E’ morta l’urbanistica…viva l’urbanistica
Chissà se oggi concludendo il suo libro “Amministrare l’urbanistica” Giuseppe Campos Venuti avrebbe confermato quanto scrisse nel 1967:«.…L’urbanistica è in crisi, ma si tratta di una crisi di sviluppo…». L’interrogativo è d’obbligo perché ciò che appare nella pratica quotidiana dell’amministrare l’urbanistica è tutto fuorché pianificazione coerente del territorio. Se non altro dal punto di vista degli strumenti. Il vecchio Piano regolatore generale non esiste più ma è molto dubbio che ciò che l’ha sostituito, in Toscana il Piano strutturale e il Regolamento urbanistico, garantiscano un uso razionale del territorio. Ma poi tra accordi di programma, deroghe settoriali, che magari sono motivate con finalità ambientaliste, procedure accelerate la prassi ormai praticata è quella della risposta emergenziale a domande emergenziali. Quanto poi siano davvero emergenze è tutto da discutere. Il risultato è uno stato di perenne confusione che si traduce, a danno dei cittadini, in un gran caos territoriale. Sembra paradossale ma è vero. Sono aumentati i piani e contemporaneamente è diminuita la qualità del risultato finale in termini di rispetto dell’ambiente da preservare e di qualità dell’ambiente da modificare. Sono aumentati i tempi per la redazione dei piani e la difficoltà ad interpretare norme la cui lettura risulta spesso disagevole per i professionisti e impossibile per i cittadini. Pianificazione urbana, pianificazione territoriale, interdisciplinarità tra economia ed urbanistica sono ormai parole scomparse. Nei confronti della pianificazione coordinata tra più comuni si hanno persino reazioni di rigetto. Anche la pratica urbanistica della Val di Cornia ha avuto queste caratteristiche e non poteva non essere così dato che non si può non riconoscere che aveva ragione Vezio De Lucia quando nel 2010 la descriveva come una realtà non insensibile alle scorciatoie di una modernità raccogliticcia e agli adescamenti di una crescita qualunque. Probabilmente qualche anno dopo avrebbe usato parole anche più severe.

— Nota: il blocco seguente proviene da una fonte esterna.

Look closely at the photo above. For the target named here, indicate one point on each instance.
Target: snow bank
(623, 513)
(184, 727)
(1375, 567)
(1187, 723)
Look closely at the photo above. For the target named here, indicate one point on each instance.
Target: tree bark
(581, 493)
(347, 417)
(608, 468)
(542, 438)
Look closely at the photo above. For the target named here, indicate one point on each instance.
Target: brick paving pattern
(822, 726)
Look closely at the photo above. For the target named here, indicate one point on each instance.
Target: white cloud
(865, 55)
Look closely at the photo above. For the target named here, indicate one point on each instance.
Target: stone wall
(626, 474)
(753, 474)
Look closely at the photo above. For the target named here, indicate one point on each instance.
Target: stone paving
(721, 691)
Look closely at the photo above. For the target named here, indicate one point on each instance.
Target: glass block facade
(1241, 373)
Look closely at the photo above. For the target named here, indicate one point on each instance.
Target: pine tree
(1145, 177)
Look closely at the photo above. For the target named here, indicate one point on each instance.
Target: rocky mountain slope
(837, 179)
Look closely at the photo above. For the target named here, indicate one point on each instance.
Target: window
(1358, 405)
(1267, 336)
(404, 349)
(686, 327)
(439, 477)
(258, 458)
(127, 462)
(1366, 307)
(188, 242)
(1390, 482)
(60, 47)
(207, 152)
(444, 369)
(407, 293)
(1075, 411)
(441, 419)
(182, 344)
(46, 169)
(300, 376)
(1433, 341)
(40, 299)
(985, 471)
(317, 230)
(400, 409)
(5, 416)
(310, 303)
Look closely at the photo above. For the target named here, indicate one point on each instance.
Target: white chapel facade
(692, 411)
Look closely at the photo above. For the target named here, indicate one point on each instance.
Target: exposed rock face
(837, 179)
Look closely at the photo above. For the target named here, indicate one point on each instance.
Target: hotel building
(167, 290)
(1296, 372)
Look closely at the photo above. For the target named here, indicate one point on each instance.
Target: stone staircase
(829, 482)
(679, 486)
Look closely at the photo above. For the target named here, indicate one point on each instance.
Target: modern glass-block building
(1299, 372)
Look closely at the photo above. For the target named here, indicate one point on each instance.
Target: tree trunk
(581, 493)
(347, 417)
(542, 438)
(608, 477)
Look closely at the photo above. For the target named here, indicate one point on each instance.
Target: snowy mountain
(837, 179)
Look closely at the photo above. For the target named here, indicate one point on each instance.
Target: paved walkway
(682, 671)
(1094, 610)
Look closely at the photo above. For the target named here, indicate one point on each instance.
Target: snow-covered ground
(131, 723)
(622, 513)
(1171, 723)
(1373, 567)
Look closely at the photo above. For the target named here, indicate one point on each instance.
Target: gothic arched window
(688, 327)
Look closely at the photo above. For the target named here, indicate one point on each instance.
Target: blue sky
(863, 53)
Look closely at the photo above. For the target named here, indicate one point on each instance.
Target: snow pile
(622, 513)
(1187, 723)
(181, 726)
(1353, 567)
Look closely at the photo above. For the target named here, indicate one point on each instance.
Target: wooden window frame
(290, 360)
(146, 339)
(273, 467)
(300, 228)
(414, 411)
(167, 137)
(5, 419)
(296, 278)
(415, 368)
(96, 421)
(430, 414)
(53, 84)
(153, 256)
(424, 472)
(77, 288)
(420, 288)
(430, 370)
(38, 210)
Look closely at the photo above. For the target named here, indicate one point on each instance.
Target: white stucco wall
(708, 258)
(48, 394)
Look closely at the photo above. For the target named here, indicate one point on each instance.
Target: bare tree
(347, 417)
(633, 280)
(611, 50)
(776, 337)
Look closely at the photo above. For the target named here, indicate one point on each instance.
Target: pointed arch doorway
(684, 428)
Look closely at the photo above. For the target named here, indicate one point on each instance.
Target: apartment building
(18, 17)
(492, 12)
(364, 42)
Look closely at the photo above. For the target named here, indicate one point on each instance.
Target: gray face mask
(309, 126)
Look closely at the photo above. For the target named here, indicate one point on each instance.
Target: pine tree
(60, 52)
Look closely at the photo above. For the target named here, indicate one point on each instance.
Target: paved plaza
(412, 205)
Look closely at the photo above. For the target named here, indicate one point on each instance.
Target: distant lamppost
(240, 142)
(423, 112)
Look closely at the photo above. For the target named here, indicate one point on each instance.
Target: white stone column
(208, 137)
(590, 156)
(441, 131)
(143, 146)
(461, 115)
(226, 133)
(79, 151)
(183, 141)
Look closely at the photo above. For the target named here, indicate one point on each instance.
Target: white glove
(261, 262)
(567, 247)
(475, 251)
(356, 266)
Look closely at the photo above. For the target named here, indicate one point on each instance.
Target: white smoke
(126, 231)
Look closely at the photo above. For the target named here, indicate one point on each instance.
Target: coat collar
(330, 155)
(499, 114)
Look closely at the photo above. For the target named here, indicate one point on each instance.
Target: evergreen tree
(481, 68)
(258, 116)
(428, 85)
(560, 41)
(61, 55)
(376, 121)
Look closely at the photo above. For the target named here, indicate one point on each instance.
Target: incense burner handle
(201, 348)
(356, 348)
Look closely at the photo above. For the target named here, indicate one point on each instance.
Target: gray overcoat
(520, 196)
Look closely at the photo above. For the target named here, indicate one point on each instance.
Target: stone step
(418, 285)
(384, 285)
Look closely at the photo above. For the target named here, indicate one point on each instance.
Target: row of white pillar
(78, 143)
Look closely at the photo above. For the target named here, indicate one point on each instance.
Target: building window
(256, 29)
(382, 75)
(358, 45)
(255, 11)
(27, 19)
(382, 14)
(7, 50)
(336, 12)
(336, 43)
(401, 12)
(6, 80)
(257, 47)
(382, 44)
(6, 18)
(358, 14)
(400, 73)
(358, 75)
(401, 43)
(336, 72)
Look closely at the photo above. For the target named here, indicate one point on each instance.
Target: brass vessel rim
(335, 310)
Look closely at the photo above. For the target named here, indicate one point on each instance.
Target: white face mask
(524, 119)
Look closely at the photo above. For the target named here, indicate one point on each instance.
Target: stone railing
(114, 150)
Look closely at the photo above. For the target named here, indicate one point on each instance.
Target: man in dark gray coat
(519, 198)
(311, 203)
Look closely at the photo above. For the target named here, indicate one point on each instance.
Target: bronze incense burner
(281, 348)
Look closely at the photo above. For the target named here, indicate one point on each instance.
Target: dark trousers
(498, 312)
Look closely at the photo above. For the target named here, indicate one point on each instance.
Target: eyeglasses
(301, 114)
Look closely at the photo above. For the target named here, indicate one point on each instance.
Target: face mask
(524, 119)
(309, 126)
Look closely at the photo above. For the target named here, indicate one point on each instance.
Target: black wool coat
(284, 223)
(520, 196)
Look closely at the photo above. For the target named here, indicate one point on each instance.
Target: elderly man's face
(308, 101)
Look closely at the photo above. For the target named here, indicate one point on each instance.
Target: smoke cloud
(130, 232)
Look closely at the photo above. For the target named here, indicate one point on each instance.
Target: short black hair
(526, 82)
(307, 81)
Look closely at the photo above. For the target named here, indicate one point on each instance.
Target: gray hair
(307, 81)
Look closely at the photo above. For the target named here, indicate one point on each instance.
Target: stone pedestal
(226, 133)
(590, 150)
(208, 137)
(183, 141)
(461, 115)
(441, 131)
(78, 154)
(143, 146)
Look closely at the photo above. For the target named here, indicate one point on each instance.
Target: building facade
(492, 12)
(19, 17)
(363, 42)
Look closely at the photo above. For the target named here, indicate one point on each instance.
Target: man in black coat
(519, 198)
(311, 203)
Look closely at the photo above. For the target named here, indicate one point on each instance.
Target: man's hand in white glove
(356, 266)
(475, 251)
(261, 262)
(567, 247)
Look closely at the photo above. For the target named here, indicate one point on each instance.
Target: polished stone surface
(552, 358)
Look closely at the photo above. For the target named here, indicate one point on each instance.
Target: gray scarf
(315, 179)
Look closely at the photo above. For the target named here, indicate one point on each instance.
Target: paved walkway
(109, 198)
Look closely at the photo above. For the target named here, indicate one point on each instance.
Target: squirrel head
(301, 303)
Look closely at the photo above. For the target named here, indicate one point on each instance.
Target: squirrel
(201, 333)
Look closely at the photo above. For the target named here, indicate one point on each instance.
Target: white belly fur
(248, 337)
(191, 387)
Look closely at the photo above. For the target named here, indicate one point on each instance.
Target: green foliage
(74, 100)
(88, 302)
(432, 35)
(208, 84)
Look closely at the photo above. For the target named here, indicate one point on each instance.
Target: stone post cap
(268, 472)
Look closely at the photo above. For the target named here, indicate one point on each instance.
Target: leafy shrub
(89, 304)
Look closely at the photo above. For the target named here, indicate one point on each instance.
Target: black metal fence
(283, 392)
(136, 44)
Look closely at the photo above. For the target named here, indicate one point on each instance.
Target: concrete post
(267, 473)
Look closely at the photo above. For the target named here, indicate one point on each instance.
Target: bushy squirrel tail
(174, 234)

E dunque non c’è proprio speranza? Tutto finito? Rientrare nei ranghi (tesi che avrebbe fatto molto irritare Campos Venuti) del disimpegno politico e scientifico, il che a guardar bene coincide?
È una tentazione anche giustificata ma forse vale la pena di ricordare che la storia ci ha insegnato che il progresso lineare non esiste ma ci ha insegnato anche che non esiste nemmeno il regresso lineare e dunque vale, comunque, la pena di provarci.